Currently, foreign auto companies can produce and sell vehicles in mainland China only through joint ventures with Chinese partners in which they hold no more than 50 per cent.

Premium passenger car segment remains a bright spot in China’s auto industry and foreign companies are revving up expansions to better tap consumer demand
Ding Haifeng, Integrity Financial Consulting

The Audi A7 sedan was reported to be the first model that Audi will produce with SAIC VW.

Audi China president Joachim Wedler said in April that it was seeking to expand the relationship with VW’s oldest domestic partner SAIC amid “intensive discussions”.

In March, Volkswagen China named Fred Schulze, the director of Audi’s C-class and D-class sport-utility vehicles and crossover models, to be SAIC VW’s technical executive vice-president.
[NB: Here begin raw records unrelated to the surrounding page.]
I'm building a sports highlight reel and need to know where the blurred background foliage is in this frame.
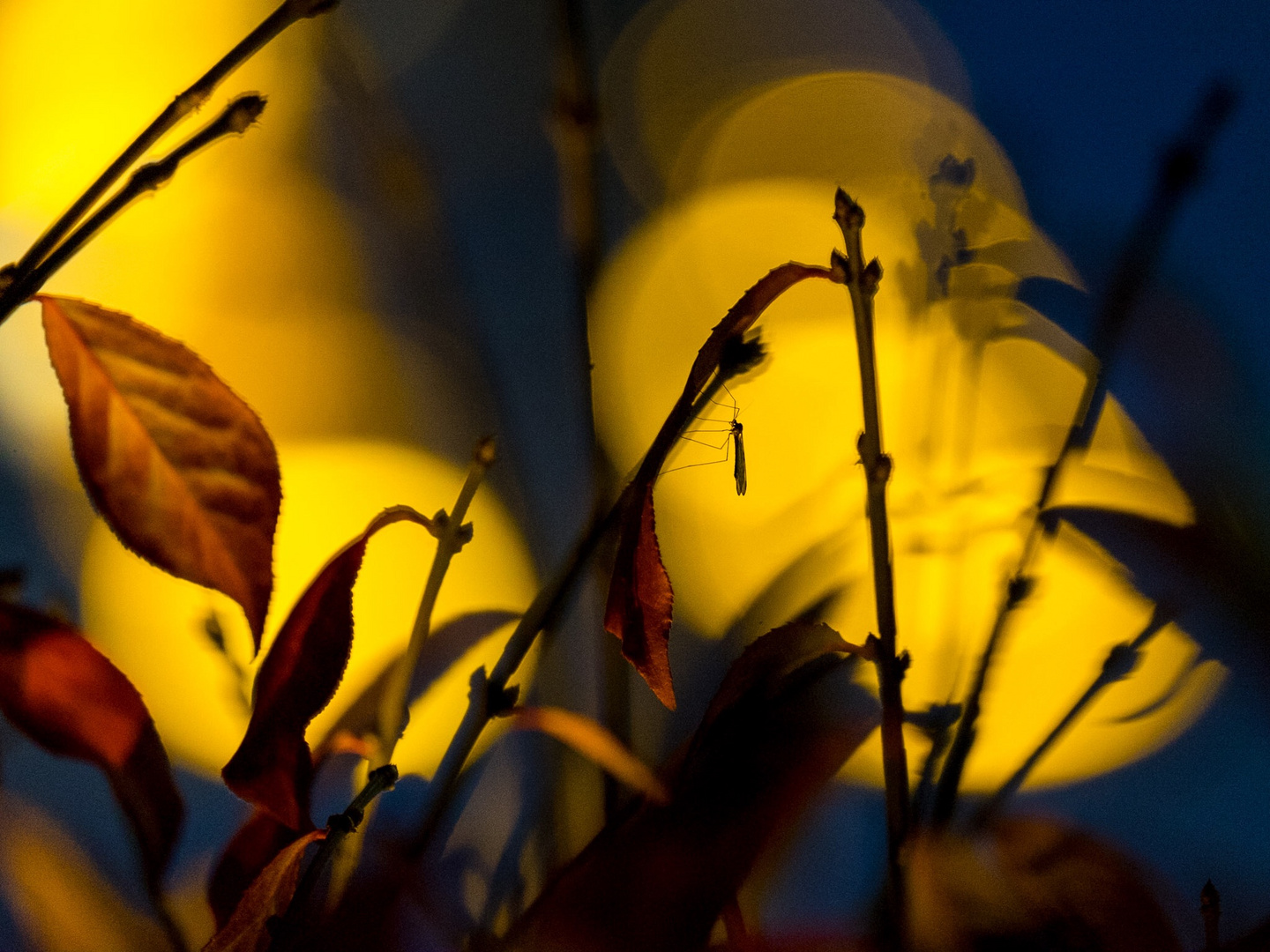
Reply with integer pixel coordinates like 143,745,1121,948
0,0,1270,948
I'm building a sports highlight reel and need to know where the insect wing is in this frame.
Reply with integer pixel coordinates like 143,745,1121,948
731,423,748,496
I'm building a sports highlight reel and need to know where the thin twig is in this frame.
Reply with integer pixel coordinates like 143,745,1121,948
0,93,265,323
269,764,398,952
935,84,1235,824
0,0,339,301
370,438,496,768
974,606,1171,826
407,361,753,857
833,188,909,944
150,888,190,952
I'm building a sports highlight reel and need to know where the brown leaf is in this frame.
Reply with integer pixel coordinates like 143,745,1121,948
0,603,184,886
509,707,670,804
604,482,675,710
37,294,282,649
907,817,1180,952
507,624,878,952
203,830,326,952
221,505,432,830
314,609,519,764
604,262,840,710
0,796,171,952
207,810,300,931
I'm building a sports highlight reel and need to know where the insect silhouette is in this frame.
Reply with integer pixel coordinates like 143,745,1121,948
663,383,750,496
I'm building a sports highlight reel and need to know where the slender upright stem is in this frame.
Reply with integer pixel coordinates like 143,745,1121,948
370,438,496,768
933,84,1235,824
0,0,339,294
0,93,265,323
1199,880,1221,952
833,188,909,944
409,372,728,856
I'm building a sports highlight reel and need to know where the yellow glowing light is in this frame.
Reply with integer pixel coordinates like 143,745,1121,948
591,74,1223,790
83,443,534,774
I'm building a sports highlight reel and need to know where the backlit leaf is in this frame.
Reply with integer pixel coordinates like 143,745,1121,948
907,817,1180,952
37,294,282,647
0,603,183,885
511,707,670,804
684,262,843,404
0,797,171,952
507,623,878,952
207,810,300,929
604,482,675,710
203,830,326,952
604,262,842,710
221,505,432,830
314,609,519,762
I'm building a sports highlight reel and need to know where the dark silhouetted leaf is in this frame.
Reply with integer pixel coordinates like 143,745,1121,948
509,707,670,804
507,623,878,952
691,262,845,401
314,611,519,764
604,262,843,710
604,482,675,710
203,830,326,952
228,505,442,830
907,817,1180,952
37,296,282,649
0,603,183,886
207,810,300,931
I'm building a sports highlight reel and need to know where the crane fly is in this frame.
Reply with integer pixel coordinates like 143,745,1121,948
663,383,750,496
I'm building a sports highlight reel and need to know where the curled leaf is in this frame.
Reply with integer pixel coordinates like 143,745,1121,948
37,294,282,647
505,623,878,952
0,603,184,888
314,609,519,764
604,262,842,710
203,830,326,952
604,482,675,710
907,817,1180,952
207,810,300,929
221,505,432,830
0,796,171,952
511,707,670,804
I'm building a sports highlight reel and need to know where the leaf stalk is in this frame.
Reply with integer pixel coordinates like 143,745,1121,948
833,188,909,944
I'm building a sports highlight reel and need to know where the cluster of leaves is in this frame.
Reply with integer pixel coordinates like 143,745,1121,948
0,0,1254,952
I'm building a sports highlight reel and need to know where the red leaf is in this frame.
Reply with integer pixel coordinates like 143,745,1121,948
604,262,840,710
207,810,300,929
604,482,675,710
221,505,432,830
314,609,519,764
504,623,878,952
37,294,282,649
0,603,184,886
203,830,326,952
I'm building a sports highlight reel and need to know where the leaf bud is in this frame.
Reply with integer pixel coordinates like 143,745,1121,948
833,188,865,231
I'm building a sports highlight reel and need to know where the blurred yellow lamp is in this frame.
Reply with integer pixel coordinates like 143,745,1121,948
83,442,536,776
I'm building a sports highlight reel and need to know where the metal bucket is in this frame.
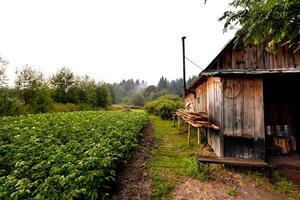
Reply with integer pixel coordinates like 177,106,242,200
266,126,272,135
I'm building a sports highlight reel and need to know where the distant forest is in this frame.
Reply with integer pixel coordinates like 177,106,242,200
107,76,195,104
0,57,197,116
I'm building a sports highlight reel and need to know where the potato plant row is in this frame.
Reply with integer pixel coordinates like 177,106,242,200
0,111,147,199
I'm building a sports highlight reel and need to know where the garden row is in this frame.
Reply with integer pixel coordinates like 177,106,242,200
0,111,147,199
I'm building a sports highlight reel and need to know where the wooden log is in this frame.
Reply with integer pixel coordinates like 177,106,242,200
177,116,180,134
188,124,191,146
173,115,175,127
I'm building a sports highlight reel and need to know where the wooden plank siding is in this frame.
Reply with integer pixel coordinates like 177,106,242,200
204,77,224,157
205,44,300,71
222,77,265,158
186,77,265,158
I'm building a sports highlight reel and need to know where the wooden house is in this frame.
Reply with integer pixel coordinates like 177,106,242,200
185,41,300,159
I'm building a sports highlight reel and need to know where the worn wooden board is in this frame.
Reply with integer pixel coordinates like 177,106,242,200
198,156,269,168
204,43,300,72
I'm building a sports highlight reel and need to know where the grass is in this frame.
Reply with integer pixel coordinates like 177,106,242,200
249,169,300,200
226,188,237,197
149,116,206,199
148,116,300,200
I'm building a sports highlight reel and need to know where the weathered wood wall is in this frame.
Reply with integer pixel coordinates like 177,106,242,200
184,93,196,111
206,44,300,71
187,76,265,158
222,77,265,158
196,77,224,156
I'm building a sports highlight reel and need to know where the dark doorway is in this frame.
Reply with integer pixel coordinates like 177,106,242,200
264,74,300,155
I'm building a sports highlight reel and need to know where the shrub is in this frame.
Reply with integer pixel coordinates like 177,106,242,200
144,95,183,119
130,94,145,107
187,158,214,181
52,103,81,112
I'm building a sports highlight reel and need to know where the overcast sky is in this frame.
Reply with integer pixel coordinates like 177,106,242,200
0,0,233,84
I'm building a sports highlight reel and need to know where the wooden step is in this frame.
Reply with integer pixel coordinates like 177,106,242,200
198,156,269,168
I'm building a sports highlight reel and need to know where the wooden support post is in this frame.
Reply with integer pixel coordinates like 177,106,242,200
197,127,201,145
173,115,175,127
177,116,180,134
188,124,191,146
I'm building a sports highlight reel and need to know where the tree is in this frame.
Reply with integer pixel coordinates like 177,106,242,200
50,67,75,103
95,84,112,108
0,57,8,88
15,65,52,113
157,76,169,91
219,0,300,52
131,94,145,107
144,85,158,98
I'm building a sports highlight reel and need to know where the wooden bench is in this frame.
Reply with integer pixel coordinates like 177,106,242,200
198,156,270,168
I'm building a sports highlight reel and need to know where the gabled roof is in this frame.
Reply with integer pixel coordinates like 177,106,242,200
187,38,235,91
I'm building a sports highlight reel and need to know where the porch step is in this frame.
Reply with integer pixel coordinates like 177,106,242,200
198,156,269,168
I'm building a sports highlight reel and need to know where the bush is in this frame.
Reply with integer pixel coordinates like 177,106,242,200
144,95,184,119
186,158,214,181
130,94,145,107
52,103,81,112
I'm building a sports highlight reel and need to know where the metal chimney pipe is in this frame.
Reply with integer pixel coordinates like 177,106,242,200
181,36,186,95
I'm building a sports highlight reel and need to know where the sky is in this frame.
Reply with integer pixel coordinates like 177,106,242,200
0,0,234,85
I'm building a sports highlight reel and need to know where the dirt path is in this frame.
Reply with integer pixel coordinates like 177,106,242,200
111,122,155,200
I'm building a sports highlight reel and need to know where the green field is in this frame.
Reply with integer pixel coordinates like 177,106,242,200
0,111,147,199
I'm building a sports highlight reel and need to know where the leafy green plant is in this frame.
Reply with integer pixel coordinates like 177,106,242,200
226,188,237,197
186,158,214,181
151,175,174,199
0,111,147,199
145,95,183,119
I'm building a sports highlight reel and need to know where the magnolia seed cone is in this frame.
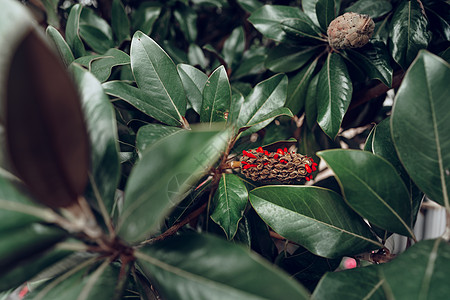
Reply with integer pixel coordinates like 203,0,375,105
240,150,317,183
327,12,375,50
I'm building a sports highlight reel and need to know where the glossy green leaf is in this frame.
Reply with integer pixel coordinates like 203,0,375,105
265,44,318,72
285,59,317,115
173,5,197,43
131,2,162,35
302,0,320,26
90,48,130,82
391,51,450,210
25,260,126,300
347,41,393,87
248,5,304,41
0,244,73,292
250,186,382,258
275,247,342,292
117,131,229,243
0,223,66,273
222,27,245,70
211,174,248,240
177,64,208,114
280,15,326,42
45,25,75,67
65,4,86,58
136,234,309,300
200,66,231,124
237,74,288,130
4,31,89,208
130,31,187,123
390,1,430,70
316,53,353,139
305,74,319,128
102,81,182,126
232,47,267,79
70,65,120,213
380,239,450,300
111,0,131,44
188,43,209,69
345,0,392,19
80,24,114,54
237,0,263,13
136,124,183,155
317,150,414,237
312,266,384,300
316,0,338,31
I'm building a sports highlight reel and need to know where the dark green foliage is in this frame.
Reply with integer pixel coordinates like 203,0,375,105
0,0,450,300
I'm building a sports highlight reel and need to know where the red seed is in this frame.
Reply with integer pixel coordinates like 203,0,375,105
242,150,256,158
305,165,312,173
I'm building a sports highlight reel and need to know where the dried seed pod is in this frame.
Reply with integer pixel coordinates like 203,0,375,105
327,12,375,49
240,147,317,183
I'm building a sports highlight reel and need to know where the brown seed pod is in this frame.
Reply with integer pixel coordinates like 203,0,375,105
327,12,375,50
240,147,317,183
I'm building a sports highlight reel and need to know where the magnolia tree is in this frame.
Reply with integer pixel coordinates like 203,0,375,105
0,0,450,300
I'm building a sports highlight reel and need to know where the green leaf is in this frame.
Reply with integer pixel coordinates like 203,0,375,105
136,124,184,155
316,0,338,31
200,66,231,125
65,4,86,58
237,74,288,130
345,0,392,19
317,150,414,237
70,65,120,218
391,51,450,210
275,247,342,292
111,0,131,45
237,0,263,13
285,59,318,115
312,266,386,300
131,2,162,35
316,53,353,139
3,31,89,208
302,0,320,26
380,239,450,300
346,41,393,87
130,31,187,123
0,223,66,274
136,234,309,300
265,44,318,72
222,26,245,70
390,1,431,70
250,186,382,258
211,174,248,240
177,64,208,114
173,5,197,43
0,244,73,292
305,74,319,128
118,130,229,243
248,5,304,41
90,48,130,82
102,81,182,126
280,15,326,42
45,25,75,67
25,260,127,300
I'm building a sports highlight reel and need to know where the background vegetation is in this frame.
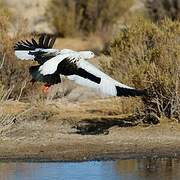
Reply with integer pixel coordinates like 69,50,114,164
47,0,133,36
102,19,180,119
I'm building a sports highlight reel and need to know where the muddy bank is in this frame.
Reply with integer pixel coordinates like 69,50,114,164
0,99,180,161
0,121,180,161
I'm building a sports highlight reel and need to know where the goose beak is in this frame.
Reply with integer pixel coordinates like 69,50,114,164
42,84,51,94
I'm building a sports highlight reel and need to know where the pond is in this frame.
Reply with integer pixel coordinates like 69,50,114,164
0,158,180,180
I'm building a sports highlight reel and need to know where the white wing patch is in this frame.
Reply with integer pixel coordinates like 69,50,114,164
15,50,34,60
39,53,80,75
67,60,134,96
The SAIC-Audi project is seen as one of the key driving forces for the German brand’s long-term development in China where it has been the No 1 player for 30 consecutive years.

In 2017, Audi sold 595,300 units in mainland China, up 1.1 per cent from a year earlier.

It reported sales of 154,000 vehicles for the first quarter of this year in China, jumping 42 per cent year on year.

Audi already makes six models in China exclusively with FAW, including the A7 saloon, the Q8 SUV and the e-tron electric sport utility vehicle, in addition to the A8 four-door executive vehicle.